- Interactive map of Big Spring Creek Falls
- Location: Midway High Lakes Area, Skamania County, Washington, United States
- Coordinates: 46°13′55″N 121°37′29″W﻿ / ﻿46.23187°N 121.62483°W
- Type: Tiered Plunges
- Elevation: 3,598 ft (1,097 m)
- Total height: 49 ft (15 m)
- Number of drops: 3
- Longest drop: 25 ft (8 m)
- Total width: ~10
- Average width: 10 ft (3 m)
- Watercourse: Big Spring Creek
- Average flow rate: 40 cu ft/s (1.1 m^{3}/s)

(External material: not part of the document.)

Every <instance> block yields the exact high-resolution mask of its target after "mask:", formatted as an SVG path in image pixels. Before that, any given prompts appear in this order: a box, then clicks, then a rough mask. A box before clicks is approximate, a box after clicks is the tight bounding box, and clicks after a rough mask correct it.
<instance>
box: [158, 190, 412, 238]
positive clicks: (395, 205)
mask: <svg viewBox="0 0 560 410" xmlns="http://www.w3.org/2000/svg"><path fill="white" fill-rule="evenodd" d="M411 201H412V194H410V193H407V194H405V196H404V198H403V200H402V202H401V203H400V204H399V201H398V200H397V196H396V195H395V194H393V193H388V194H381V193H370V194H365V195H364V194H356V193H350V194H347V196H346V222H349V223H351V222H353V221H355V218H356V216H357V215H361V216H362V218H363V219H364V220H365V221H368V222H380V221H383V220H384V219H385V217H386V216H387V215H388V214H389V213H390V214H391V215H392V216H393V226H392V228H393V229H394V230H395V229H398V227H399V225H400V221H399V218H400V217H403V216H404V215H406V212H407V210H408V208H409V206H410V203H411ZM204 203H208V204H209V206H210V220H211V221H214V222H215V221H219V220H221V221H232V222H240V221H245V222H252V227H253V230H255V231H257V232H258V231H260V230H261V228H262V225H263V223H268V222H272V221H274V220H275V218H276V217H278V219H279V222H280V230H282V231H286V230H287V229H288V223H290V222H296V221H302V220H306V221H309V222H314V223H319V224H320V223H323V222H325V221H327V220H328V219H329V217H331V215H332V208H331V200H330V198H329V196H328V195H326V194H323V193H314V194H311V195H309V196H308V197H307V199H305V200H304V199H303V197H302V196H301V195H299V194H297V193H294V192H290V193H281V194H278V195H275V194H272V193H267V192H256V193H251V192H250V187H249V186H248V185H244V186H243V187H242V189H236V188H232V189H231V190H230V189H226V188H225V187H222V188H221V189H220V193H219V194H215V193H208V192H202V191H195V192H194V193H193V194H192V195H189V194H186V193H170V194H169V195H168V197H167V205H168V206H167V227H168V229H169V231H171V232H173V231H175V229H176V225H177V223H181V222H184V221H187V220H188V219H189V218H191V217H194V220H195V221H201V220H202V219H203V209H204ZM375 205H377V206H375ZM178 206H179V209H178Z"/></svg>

= Big Spring Creek Falls =

Waterfall in Washington (state), United States

Big Spring Creek Falls is a three-tiered waterfall along Big Spring Creek, originating high on Mount Adams, with a total height of 49 ft. Its main drop is 25 ft feet. It cascades down among a dark forest, surrounded by mosses and ferns. The falls are located within eyesight of Forest Route 23, and is a popular stop for travelers passing by, heading to the Midway High Lakes Area and Takhlakh Lake from Trout Lake or the Lewis River. The falls is managed by the Gifford Pinchot National Forest.